This proceeding grows out of the recently enacted amendments of the city charter *320intended to provide, through the exercise of the police power, a comprehensive plan for controlling the area, height and use of buildings within the city of New York, which is popularly known as the “Building Zone Law. ’ ’ A writ of certiorari was issued for the review of the decision or determination of the board of appeals created by chapter 503 of the Laws of 1916. This board reversed a decision or determination of the superintendent of buildings of the borough of Brooklyn refusing to approve plans submitted by a prospective purchaser of certain property in that borough for a structure proposed to be erected on such property. The proposed structure was a riding academy and public stable with accommodations for from 90 to 100 horses, and it was to be erected on the easterly side of Franklin and Washington avenues (where they converge) between Malbone and Sterling streets. The superintendent -of buildings placed his refusal to approve the plans upon the ground that it would be a violation of the resolutions of the board of estimate dividing the city into “ use districts ” or zones to permit a stable to be erected at the location in question. ) The board of appeals, upon an appeal taken by the architect of the proposed purchaser, reversed this decision and granted permission, subject to certain conditions, to erect the building.) Thereupon the relator, the owner of adjacent property, claiming to be aggrieved by the action of the board of appeals, sued out the writ of certiorari which is now before the court for consideration upon the writ and the return thereto made by the board of appeals, as provided in section 719-a of the charter as amended by chapter 503, Laws of 1916.

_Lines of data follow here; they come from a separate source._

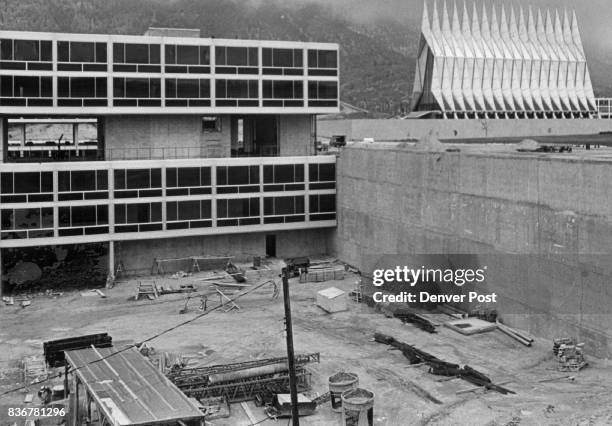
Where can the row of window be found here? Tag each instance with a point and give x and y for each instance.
(95, 88)
(141, 57)
(14, 183)
(142, 217)
(79, 216)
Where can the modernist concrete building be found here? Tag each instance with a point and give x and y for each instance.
(522, 65)
(166, 141)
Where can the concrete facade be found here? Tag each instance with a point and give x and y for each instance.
(295, 135)
(171, 136)
(137, 256)
(553, 210)
(401, 130)
(131, 135)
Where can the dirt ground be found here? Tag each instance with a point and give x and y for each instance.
(345, 342)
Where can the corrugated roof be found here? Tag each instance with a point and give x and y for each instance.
(128, 389)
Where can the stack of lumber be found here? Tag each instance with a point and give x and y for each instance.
(519, 336)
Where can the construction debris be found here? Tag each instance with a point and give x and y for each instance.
(54, 349)
(243, 381)
(469, 326)
(148, 289)
(440, 367)
(236, 273)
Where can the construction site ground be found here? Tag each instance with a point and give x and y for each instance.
(404, 394)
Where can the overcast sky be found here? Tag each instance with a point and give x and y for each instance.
(595, 16)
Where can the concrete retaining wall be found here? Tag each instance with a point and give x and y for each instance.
(397, 130)
(494, 206)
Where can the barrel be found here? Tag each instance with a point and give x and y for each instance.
(338, 383)
(358, 408)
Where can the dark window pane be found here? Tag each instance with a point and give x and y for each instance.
(83, 87)
(171, 177)
(237, 56)
(170, 53)
(6, 183)
(63, 51)
(118, 52)
(204, 55)
(6, 49)
(189, 176)
(171, 207)
(136, 53)
(27, 182)
(119, 179)
(101, 87)
(220, 56)
(46, 50)
(205, 88)
(102, 212)
(84, 180)
(27, 86)
(266, 57)
(188, 55)
(189, 210)
(119, 87)
(187, 88)
(138, 178)
(101, 52)
(155, 178)
(154, 88)
(155, 212)
(46, 87)
(205, 209)
(26, 50)
(6, 86)
(205, 176)
(82, 52)
(102, 179)
(154, 50)
(63, 87)
(136, 87)
(253, 60)
(83, 215)
(238, 175)
(120, 216)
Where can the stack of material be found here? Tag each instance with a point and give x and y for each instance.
(54, 349)
(148, 289)
(570, 355)
(318, 275)
(440, 367)
(332, 300)
(520, 336)
(34, 369)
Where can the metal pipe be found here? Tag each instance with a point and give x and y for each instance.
(292, 379)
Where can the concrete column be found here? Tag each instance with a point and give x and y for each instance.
(1, 271)
(164, 201)
(307, 191)
(213, 201)
(55, 200)
(111, 258)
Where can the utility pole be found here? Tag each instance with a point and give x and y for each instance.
(290, 357)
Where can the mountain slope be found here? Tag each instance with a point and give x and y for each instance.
(377, 57)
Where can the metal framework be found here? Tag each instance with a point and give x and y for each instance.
(522, 65)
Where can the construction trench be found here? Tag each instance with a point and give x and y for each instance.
(220, 340)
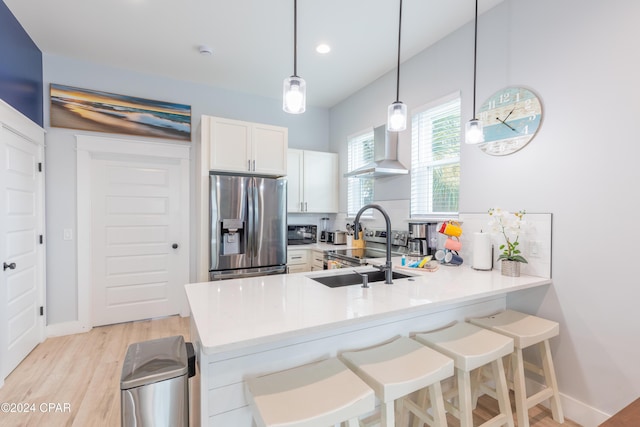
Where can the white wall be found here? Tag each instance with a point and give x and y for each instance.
(306, 131)
(581, 57)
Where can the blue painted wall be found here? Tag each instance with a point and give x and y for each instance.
(20, 68)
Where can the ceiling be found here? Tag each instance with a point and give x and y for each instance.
(252, 40)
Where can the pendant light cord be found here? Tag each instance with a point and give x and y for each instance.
(398, 67)
(295, 38)
(475, 53)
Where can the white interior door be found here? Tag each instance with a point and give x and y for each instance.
(21, 252)
(139, 261)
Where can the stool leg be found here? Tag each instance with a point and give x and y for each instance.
(502, 391)
(464, 392)
(353, 422)
(550, 380)
(388, 414)
(437, 405)
(421, 401)
(519, 388)
(401, 413)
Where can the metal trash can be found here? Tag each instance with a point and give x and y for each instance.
(155, 383)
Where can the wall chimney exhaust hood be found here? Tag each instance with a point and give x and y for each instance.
(385, 149)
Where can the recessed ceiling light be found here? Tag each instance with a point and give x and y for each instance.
(205, 50)
(323, 48)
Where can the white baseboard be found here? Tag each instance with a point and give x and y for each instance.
(66, 328)
(573, 409)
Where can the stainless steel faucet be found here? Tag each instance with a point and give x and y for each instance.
(356, 225)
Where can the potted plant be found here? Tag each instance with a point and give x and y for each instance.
(509, 225)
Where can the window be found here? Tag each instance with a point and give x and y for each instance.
(435, 158)
(359, 190)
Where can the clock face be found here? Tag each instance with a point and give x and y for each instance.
(511, 118)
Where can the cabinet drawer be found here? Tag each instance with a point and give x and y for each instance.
(298, 257)
(298, 268)
(317, 260)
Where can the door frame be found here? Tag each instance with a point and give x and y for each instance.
(88, 147)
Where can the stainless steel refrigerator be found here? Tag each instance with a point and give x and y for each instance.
(248, 226)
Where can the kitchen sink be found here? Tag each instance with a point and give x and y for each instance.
(355, 279)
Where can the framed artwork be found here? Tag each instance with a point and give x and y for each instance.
(97, 111)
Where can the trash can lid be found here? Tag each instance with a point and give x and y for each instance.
(152, 361)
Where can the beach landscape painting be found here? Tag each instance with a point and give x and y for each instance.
(98, 111)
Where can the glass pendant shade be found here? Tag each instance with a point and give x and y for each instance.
(397, 117)
(474, 134)
(294, 95)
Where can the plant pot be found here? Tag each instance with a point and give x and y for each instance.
(510, 268)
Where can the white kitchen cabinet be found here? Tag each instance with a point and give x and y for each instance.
(317, 260)
(313, 181)
(298, 260)
(245, 147)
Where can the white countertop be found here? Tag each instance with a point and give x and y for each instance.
(234, 314)
(320, 246)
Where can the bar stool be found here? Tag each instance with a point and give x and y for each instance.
(398, 368)
(319, 394)
(526, 331)
(472, 347)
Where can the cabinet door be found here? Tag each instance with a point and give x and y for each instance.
(230, 145)
(294, 178)
(320, 177)
(269, 149)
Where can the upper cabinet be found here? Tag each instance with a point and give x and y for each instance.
(244, 147)
(313, 181)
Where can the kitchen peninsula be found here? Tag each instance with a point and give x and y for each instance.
(250, 326)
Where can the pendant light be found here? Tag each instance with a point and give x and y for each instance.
(474, 133)
(294, 94)
(397, 111)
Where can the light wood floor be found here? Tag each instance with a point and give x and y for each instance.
(83, 371)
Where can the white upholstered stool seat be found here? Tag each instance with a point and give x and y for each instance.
(472, 347)
(319, 394)
(398, 368)
(527, 330)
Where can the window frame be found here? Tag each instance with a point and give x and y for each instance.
(436, 163)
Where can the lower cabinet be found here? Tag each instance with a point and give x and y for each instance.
(298, 260)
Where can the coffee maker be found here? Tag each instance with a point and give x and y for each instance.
(424, 237)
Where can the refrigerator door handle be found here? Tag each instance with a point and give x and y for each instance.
(254, 215)
(250, 219)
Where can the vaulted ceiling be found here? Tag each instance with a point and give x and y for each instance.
(251, 40)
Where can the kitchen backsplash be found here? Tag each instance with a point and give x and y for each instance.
(535, 240)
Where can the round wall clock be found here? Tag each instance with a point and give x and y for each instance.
(511, 118)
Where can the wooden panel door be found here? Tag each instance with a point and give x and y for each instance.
(21, 252)
(138, 263)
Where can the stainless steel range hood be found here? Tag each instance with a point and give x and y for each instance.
(385, 149)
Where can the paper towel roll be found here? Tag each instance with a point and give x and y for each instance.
(482, 251)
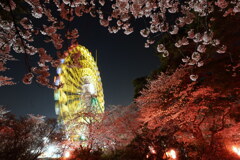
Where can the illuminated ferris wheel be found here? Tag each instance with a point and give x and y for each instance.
(81, 93)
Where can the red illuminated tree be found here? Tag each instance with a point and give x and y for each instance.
(189, 23)
(198, 114)
(24, 138)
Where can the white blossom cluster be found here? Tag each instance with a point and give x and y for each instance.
(121, 14)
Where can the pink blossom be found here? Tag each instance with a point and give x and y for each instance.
(194, 77)
(201, 48)
(128, 31)
(160, 48)
(175, 30)
(37, 12)
(26, 23)
(27, 79)
(6, 81)
(145, 32)
(222, 49)
(196, 56)
(221, 4)
(104, 22)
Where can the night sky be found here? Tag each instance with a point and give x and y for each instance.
(121, 59)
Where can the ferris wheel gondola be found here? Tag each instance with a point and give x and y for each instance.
(81, 91)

¡As these recent statutes go much further in the exercise of the police power than has ever before been attempted by the legislature in this state, and since *321they have as yet received but little judicial consideration, matters of general application arising under them, which are likely to affect property interests of great magnitude, require and are worthy of the most careful and deliberate consideration.
Upon the argument, the question of the constitutionality of the statutes referred to as a valid exercise of the police power was expressly eliminated from consideration, nor is that question raised in the briefs submitted, and, therefore, it is not passed upon in the decision of this application.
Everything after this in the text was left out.